I know it sounds like Lucid is paying me to be anti-Tesla (they’re not), but as a huge fan of Elon Musk and Tesla, I think it’s important to point out flaws so that they may be fixed in the future. Although there’s limited press access to the new Lucid Air, it’s obvious that they’ve spent the time chiseling away at the details. Whether that translates to mass production is yet to be seen, but things look promising so far.

lucid air charging

The fabled 500 miles of range 

Let’s be real, and I know I’m going to get some flak for this, but most people don’t need 500 miles of range. The average commute here in the US is about 16 miles one way, and even a trip from Southern California to Northern California is about 360 miles. That being said, it is a huge milestone and marketing point for EV manufacturers, and Lucid is fighting tooth and nail to get to the top.

With modern fast-charging networks in place, the Air has a built in “Wunderbox boost charger” (Lucid’s name, not mine) that enables the car to fill up to 300 miles of charge in about 20 minutes… wunderful! (Sorry, I had to.) If you reserve an Air in 2021, you’ll even get three years of complimentary access to Electrify America’s network of ultrafast public charging stations nationwide. The Air Pure and Touring trims have a range of about 406 miles, while the Grand Touring and Dream Edition shoot over the 500 mile mark.

Lucid Air Front Night Driving Through Forest

Float like a butterfly, sting like a bee 

Remember that bit about Rawlinson being a former Lotus chief engineer? Lotus specializes in visceral and driver-focused sports cars, and it looks like Lucid aims to bring some of those same qualities to their lineup.

If you haven’t yet read my thoughts on what happens to sports cars when speed is no longer a factor, the basic idea is that electric cars are insanely fast but lack the involvement and theatrics traditionally found in their internal combustion counterparts. Driver involvement and handling dynamics will be key differentiating factors in the future of lightning-fast EVs, and Lucid has pooled their resources to focus on just that. They’ve situated the battery pack to improve handling (and thus safety), claiming that “the best case scenario is avoiding accidents in the first place” (by maneuvering around them).

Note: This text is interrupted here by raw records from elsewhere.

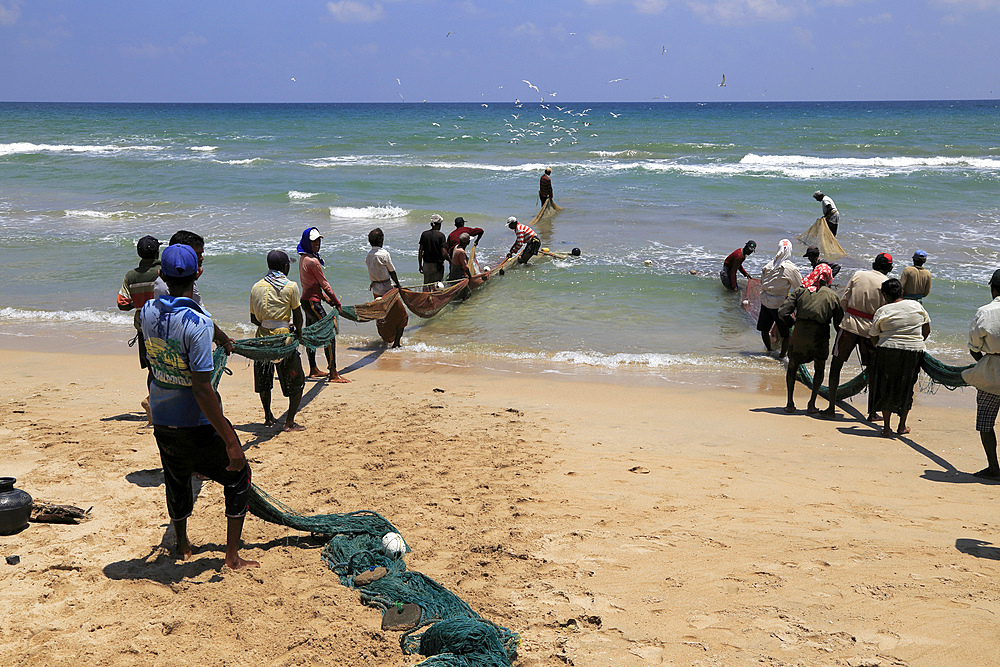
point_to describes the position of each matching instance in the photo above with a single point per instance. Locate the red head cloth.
(821, 274)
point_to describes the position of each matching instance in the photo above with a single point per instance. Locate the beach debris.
(402, 617)
(370, 575)
(46, 512)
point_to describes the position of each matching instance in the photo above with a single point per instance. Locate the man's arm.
(201, 384)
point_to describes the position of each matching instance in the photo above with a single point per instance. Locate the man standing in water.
(274, 301)
(137, 289)
(545, 186)
(526, 236)
(191, 431)
(734, 263)
(829, 211)
(862, 297)
(315, 290)
(431, 253)
(382, 274)
(916, 280)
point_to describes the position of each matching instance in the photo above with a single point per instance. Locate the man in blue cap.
(192, 433)
(916, 280)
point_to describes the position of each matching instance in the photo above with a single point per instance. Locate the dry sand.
(608, 524)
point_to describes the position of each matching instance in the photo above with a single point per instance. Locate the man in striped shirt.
(527, 237)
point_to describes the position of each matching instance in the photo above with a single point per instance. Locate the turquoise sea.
(651, 192)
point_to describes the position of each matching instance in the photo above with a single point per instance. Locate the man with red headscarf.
(815, 306)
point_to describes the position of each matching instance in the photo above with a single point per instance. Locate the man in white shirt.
(383, 278)
(830, 211)
(984, 345)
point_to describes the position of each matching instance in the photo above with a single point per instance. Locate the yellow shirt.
(273, 307)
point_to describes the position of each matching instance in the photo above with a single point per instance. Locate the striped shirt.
(524, 234)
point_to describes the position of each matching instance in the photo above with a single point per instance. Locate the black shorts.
(199, 449)
(290, 375)
(531, 247)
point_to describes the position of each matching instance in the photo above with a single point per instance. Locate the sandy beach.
(607, 523)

The motor itself has been painstakingly engineered for efficiency in both power-to-weight and range, with each unit generating up to 670 hp. Lucid claims the motor is so small you could fit it in an airplane carry-on – though we suspect it’ll do better for you and your back installed in the car (it’s 168 lbs). MotorTrend compared the Air’s handling to the NISMO GT-R, saying “it leaps and bounds out of corners” and is like a “four door, five passenger luxury GT-R.”

Much like the GT-R, the Air utilizes powerful processors in their intelligent all-wheel drive system to rocket the car off the line (0-60mph in 2.5 sec) and keep it planted through tight corners. This is especially impressive, given that the Air weighs over 5,000 lbs!

Release date is up in the Air 

Lucid’s PR department is hesitant to give an exact date as to when customers can get their hands on the new Air. We do know that they’re shooting to start deliveries before the end of 2021 for those with reservations, but the effects of chip shortages and delays from COVID have left things up in the air for many automakers. Dream Edition reservations are fully booked, but remain open for the Pure, Touring, and Grand Touring trims.